I dati mostrano che le emissioni globali di gas serra hanno raggiunto un massimo storico: nel 2024 si sono rilevati 56,8 miliardi di tonnellate di emissioni di anidride carbonica nell’aria, presenti soprattutto a causa della combustione di combustibili fossili, mentre il 2025 è stato inoltre il terzo anno più caldo mai registrato. Lo studio evidenzia inoltre che il tasso di riscaldamento di origine antropica rimane anch’esso al massimo storico di circa 0,27 °C per decennio. Di conseguenza, le temperature oceaniche aumentano, i ghiacciai terrestri si sciolgono e il tasso di innalzamento del livello del mare a livello globale accelera.
In merito, la responsabile della ricerca presso il Royal Netherlands Institute for Sea Research, Aimée Slangen, ha osservato che “nel 2025, l’innalzamento globale del livello del mare ha raggiunto un nuovo record di 23 cm dal 1901, a un tasso di circa 1,8 mm all’anno“. A prima vista, “può sembrare un valore modesto, ma anche un cambiamento di questa portata sta aumentando le inondazioni costiere nelle aree pianeggianti di tutto il mondo”, ha avvisato.
Nel rapporto è stato introdotto un nuovo indicatore, ovvero il numero di giorni di “ondate di calore marine“. Nel 2025, sono stati segnati da queste ondate 65 giorni e, secondo quanto chiarisce il professore presso il centro di ricerca per le scienze climatiche dell’università nazionale di Pusan, June-Yi Lee, il numero “è più che triplicato tra il 1991 e il 2025“. Ciò è allarmante perché “questi eventi danneggiano gli ecosistemi marini, minacciano la produzione alimentare, l’economia e la protezione costiera” e intensificano “gli eventi meteorologici estremi sulla terraferma”, ha spiegato Lee.
In questo contesto, il budget di carbonio rimanente, cioè la quantità totale di anidride carbonica che può ancora essere emessa se si intende mantenere il riscaldamento globale al di sotto di 1,5 °C come previsto dagli Accordi di Parigi, è stimato a 130 miliardi di tonnellate di CO2, una quantità che secondo gli studiosi si esaurirà in circa tre anni.

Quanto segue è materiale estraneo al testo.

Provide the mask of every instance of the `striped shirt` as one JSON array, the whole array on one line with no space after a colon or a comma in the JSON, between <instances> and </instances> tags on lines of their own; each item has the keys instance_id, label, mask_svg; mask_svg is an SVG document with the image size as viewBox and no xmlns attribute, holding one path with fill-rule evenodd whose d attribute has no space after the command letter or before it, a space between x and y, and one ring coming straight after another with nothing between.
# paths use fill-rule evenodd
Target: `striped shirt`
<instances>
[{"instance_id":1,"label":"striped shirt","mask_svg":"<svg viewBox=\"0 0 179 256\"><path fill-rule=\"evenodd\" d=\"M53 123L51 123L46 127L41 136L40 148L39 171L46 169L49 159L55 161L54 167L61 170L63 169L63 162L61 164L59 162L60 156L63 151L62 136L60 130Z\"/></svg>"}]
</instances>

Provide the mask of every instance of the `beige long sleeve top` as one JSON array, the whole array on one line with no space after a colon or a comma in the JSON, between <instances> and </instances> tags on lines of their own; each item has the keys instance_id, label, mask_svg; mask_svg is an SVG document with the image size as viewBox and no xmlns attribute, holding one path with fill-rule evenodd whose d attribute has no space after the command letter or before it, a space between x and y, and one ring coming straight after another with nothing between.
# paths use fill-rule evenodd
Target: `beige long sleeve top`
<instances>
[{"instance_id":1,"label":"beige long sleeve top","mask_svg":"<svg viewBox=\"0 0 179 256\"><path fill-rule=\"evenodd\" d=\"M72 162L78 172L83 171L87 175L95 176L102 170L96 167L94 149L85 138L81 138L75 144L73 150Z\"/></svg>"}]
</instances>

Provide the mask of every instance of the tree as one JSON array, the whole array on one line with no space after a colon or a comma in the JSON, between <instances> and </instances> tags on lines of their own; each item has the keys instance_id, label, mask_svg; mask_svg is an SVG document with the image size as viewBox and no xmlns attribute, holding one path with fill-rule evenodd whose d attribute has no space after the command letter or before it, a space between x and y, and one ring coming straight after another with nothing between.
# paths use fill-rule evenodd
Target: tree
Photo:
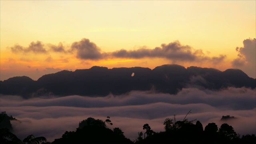
<instances>
[{"instance_id":1,"label":"tree","mask_svg":"<svg viewBox=\"0 0 256 144\"><path fill-rule=\"evenodd\" d=\"M106 124L102 120L95 120L94 118L90 117L79 122L78 128L82 128L85 126L90 126L106 127Z\"/></svg>"},{"instance_id":2,"label":"tree","mask_svg":"<svg viewBox=\"0 0 256 144\"><path fill-rule=\"evenodd\" d=\"M172 119L170 118L167 118L164 120L164 125L165 126L164 126L164 130L165 130L166 132L169 131L172 129L172 125L173 125L172 120L173 120Z\"/></svg>"},{"instance_id":3,"label":"tree","mask_svg":"<svg viewBox=\"0 0 256 144\"><path fill-rule=\"evenodd\" d=\"M142 132L138 132L138 136L137 138L137 139L135 140L135 142L140 142L141 141L142 139L142 136L143 136L143 133Z\"/></svg>"},{"instance_id":4,"label":"tree","mask_svg":"<svg viewBox=\"0 0 256 144\"><path fill-rule=\"evenodd\" d=\"M9 129L1 128L0 130L1 141L4 142L3 143L8 142L8 140L7 138L10 139L14 143L18 144L38 144L43 142L47 142L46 139L43 136L36 138L33 135L28 136L22 141L18 138L15 134L10 132Z\"/></svg>"},{"instance_id":5,"label":"tree","mask_svg":"<svg viewBox=\"0 0 256 144\"><path fill-rule=\"evenodd\" d=\"M113 128L113 131L117 135L121 136L122 137L124 137L124 132L122 132L122 130L119 128Z\"/></svg>"},{"instance_id":6,"label":"tree","mask_svg":"<svg viewBox=\"0 0 256 144\"><path fill-rule=\"evenodd\" d=\"M221 125L219 130L220 134L228 140L233 140L237 138L237 134L231 126L224 123Z\"/></svg>"},{"instance_id":7,"label":"tree","mask_svg":"<svg viewBox=\"0 0 256 144\"><path fill-rule=\"evenodd\" d=\"M147 134L147 136L148 136L152 135L154 133L154 131L151 130L151 128L148 124L143 125L143 130L146 130L146 132L144 133L144 139L145 139L145 134Z\"/></svg>"},{"instance_id":8,"label":"tree","mask_svg":"<svg viewBox=\"0 0 256 144\"><path fill-rule=\"evenodd\" d=\"M105 123L105 122L106 122L108 124L112 125L113 124L111 123L111 121L109 119L110 118L110 117L109 116L107 116L107 119L105 120L104 123Z\"/></svg>"},{"instance_id":9,"label":"tree","mask_svg":"<svg viewBox=\"0 0 256 144\"><path fill-rule=\"evenodd\" d=\"M204 132L207 134L215 134L217 131L218 126L215 123L209 123L204 128Z\"/></svg>"}]
</instances>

“Nonostante le emissioni di gas serra non stiano aumentando con la stessa rapidità degli anni 2000, i risultati di quest’anno continuano a mostrare quanto e con quanta rapidità il clima stia cambiando a causa dell’attività umana, evidenziando la necessità per la società di intensificare massicciamente gli sforzi di decarbonizzazione durante questo decennio critico”, hanno scandito i relatori. In particolare, il ricercatore senior dell’istituto internazionale di analisi dei sistemi applicati, Chris Smith, ha ammonito: “L’edizione di quest’anno gli IGCC ha coinvolto oltre 40 set di dati globali, molti dei quali sono ora a rischio a causa di decisioni sui finanziamenti” e per questo ha invitato a “un’azione e a un coordinamento internazionali per garantire la continuità delle osservazioni sul clima”. Altrimenti, “senza questo, le valutazioni future saranno molto più difficili in un momento in cui è urgente agire per il clima”, ha concluso.